OPA: Audit raises doubts about GMH’s ability to remain in operation

Guam Memorial Hospital
Guam Memorial Hospital (PNC file photo)
Financial Highlights

An audit released today by the Office of Public Accountability raises doubts about the ability of Guam Memorial Hospital to remain open.

The audit was conducted by independent auditors Deloitte & Touche.

It cites the public hospital’s “recurring losses” and “negative cash flows” which they report “raise substantial doubt about (GMH’s) ability to continue as a going concern (i.e. – meet its obligations).

Despite increased collections, the audit found that over the last five years self-pay patients have run up an average of $22.7 million in care per year,  and they concluded that the  likelihood of collecting from those self pay patients is low.

GMHA Unpaid Withholding Taxes and Unremitted Retirement Contributions

Among the other concerns noted by the audit:

  • Past withholding taxes, primarily for 2018, were not remitted or not timely remitted due to poor cash flow.

*In FY 2019 the Guam Memorial Hospital Authority’s liability for delinquent and unpaid taxes to the  Department of Revenue and Taxation was $5.3-million.

  • In FY 2019 remitted retirement contributions to the GovGuam Retirement Fund amounted to $747-thousand which was not paid until after the end of the fiscal year in October 2019.

  • Operational funds were used to pay these taxes and the principal balance was not paid in full until June of this year.

  • In February 2020, GMHA requested a waiver from the DRT Director for the interest and penalties based on GMHA’s heavy reliance on Government of Guam subsidies and negative operating cash flows. The DRT Director approved the waiver in June 2020, which will allow GMHA to direct this cash to pay critical medical supply vendors.

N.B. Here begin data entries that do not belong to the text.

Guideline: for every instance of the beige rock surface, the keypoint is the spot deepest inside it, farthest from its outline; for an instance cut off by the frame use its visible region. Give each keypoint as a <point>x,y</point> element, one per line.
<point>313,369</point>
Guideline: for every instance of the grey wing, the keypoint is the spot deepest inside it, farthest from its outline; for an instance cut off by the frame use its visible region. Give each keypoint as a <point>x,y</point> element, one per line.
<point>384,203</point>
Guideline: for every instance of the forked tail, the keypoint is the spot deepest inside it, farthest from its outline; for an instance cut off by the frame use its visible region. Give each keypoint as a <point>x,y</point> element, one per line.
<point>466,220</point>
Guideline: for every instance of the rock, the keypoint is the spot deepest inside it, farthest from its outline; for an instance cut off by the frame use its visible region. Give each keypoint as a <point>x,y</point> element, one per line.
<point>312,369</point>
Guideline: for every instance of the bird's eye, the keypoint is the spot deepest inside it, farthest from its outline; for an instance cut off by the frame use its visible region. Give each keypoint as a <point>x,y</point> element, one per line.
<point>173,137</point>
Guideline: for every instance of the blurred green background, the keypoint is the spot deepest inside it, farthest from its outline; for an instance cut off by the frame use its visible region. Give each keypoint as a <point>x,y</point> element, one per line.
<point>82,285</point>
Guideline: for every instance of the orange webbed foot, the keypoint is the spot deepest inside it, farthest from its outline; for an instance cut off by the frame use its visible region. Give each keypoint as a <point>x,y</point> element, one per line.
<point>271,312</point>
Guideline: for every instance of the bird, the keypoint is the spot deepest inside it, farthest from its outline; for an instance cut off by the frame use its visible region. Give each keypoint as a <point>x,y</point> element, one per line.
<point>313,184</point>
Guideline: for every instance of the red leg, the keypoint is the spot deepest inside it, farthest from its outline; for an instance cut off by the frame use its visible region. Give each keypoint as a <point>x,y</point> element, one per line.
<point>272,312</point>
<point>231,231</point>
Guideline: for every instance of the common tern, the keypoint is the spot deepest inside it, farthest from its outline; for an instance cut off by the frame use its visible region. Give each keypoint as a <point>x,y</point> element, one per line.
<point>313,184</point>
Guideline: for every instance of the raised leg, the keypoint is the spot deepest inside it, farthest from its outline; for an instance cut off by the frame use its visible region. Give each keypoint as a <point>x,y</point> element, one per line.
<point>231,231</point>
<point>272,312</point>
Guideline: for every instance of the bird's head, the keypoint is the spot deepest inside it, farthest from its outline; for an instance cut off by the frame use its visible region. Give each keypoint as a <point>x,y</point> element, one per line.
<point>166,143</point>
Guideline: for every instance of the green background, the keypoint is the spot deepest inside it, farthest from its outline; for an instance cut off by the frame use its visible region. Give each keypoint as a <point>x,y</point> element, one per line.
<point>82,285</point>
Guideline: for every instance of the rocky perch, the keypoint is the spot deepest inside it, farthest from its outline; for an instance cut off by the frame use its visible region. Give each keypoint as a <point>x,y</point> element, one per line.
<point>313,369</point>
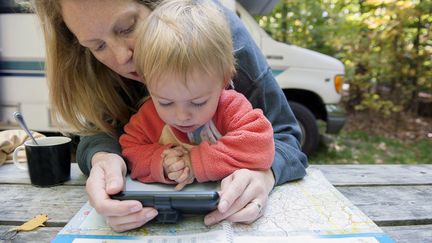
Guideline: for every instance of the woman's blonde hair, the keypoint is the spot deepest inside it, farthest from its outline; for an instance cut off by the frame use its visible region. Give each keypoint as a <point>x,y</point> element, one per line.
<point>84,93</point>
<point>182,36</point>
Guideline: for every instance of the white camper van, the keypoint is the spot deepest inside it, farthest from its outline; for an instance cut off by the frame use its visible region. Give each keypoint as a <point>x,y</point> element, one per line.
<point>311,81</point>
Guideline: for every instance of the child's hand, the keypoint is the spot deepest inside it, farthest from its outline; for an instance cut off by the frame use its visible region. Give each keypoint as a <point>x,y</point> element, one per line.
<point>172,162</point>
<point>187,175</point>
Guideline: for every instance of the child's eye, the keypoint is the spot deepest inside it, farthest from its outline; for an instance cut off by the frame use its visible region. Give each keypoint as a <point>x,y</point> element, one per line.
<point>100,47</point>
<point>199,104</point>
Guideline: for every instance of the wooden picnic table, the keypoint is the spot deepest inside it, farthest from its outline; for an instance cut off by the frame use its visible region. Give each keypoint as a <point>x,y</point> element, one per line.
<point>398,198</point>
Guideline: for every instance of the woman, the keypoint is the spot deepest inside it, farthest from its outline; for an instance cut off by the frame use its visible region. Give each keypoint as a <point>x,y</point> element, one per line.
<point>93,87</point>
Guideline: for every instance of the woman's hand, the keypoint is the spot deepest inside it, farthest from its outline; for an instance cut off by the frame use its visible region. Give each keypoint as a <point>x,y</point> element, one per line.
<point>107,178</point>
<point>243,197</point>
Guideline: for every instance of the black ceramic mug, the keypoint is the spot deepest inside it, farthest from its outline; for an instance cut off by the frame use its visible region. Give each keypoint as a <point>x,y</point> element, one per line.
<point>48,162</point>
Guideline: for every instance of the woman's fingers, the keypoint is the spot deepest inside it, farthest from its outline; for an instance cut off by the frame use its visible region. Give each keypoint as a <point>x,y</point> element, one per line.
<point>245,201</point>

Centers for Medicare and Medicaid Services Approved GMHA Rebasing

In January 2019, CMS rebased GMHA’s discharge rate retroactively to October 01, 2013. In FY 2019, GMHA received $6.3M for retroactive rate adjustments for FY 2014 to FY 2016.

The rebasing narrowed the gap between actual cost per discharge and the total amount per discharge reimbursed.

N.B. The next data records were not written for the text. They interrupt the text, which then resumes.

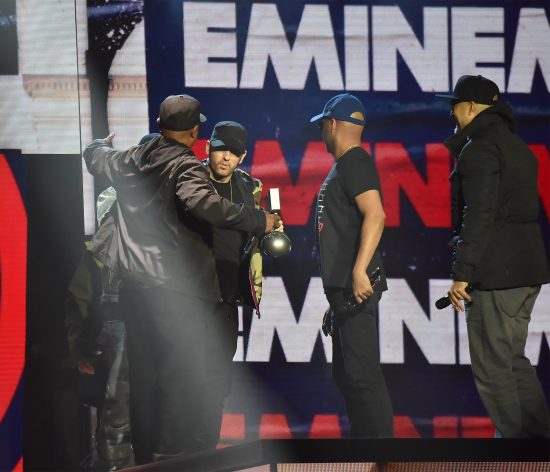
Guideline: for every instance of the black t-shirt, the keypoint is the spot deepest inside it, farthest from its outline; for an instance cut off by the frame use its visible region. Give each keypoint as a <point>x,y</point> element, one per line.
<point>227,245</point>
<point>338,220</point>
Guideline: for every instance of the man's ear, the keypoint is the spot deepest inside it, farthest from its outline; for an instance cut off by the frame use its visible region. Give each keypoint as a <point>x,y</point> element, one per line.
<point>242,158</point>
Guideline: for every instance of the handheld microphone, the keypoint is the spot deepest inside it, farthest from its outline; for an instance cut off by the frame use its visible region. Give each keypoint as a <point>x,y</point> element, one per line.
<point>444,302</point>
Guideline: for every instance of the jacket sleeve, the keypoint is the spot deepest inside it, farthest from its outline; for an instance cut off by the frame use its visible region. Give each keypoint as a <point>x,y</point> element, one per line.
<point>199,197</point>
<point>104,161</point>
<point>479,170</point>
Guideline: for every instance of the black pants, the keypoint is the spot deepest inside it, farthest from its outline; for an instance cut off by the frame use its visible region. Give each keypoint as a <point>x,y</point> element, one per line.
<point>166,334</point>
<point>221,345</point>
<point>506,381</point>
<point>356,367</point>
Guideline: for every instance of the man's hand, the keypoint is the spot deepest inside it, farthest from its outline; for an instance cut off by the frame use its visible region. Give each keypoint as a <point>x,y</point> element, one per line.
<point>272,221</point>
<point>326,327</point>
<point>457,293</point>
<point>361,285</point>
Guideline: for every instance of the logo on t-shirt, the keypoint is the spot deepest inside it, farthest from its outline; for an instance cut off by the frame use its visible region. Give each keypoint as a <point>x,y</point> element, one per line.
<point>321,207</point>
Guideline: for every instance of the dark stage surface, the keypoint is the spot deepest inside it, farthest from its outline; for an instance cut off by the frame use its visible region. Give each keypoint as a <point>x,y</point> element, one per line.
<point>368,454</point>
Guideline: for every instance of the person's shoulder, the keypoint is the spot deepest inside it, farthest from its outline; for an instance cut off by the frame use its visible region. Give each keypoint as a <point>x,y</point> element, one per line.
<point>355,157</point>
<point>247,178</point>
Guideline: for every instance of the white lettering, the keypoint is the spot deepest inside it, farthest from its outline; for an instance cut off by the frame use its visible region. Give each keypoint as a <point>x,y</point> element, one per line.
<point>435,335</point>
<point>314,43</point>
<point>469,48</point>
<point>392,33</point>
<point>356,32</point>
<point>200,45</point>
<point>297,337</point>
<point>532,47</point>
<point>539,326</point>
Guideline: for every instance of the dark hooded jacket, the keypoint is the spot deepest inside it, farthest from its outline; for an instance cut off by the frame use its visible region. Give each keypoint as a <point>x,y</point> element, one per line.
<point>497,240</point>
<point>166,207</point>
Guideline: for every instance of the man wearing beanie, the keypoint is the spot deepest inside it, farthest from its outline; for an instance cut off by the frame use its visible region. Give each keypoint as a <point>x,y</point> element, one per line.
<point>499,258</point>
<point>238,265</point>
<point>166,209</point>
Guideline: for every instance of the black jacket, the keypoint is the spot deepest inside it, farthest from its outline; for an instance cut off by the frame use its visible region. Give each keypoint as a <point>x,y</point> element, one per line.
<point>166,207</point>
<point>250,271</point>
<point>495,205</point>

However, despite the rebasing, GMHA was still reimbursed less than the cost of discharge.

In FY 2019, the cost of discharge was $15K while the reimbursement was $11K. As a result, further rebasing should occur to truly close the gap.

Increase in Net Patient Revenues

Net patient revenues increased by $12.0M to $99.1M during FY 2019 compared to FY 2018’s $87.1M.

This increase was attributable to growth in both inpatient and outpatient census, the annual 5% rate increase, new fees, and higher Medicare reimbursements due to rebasing.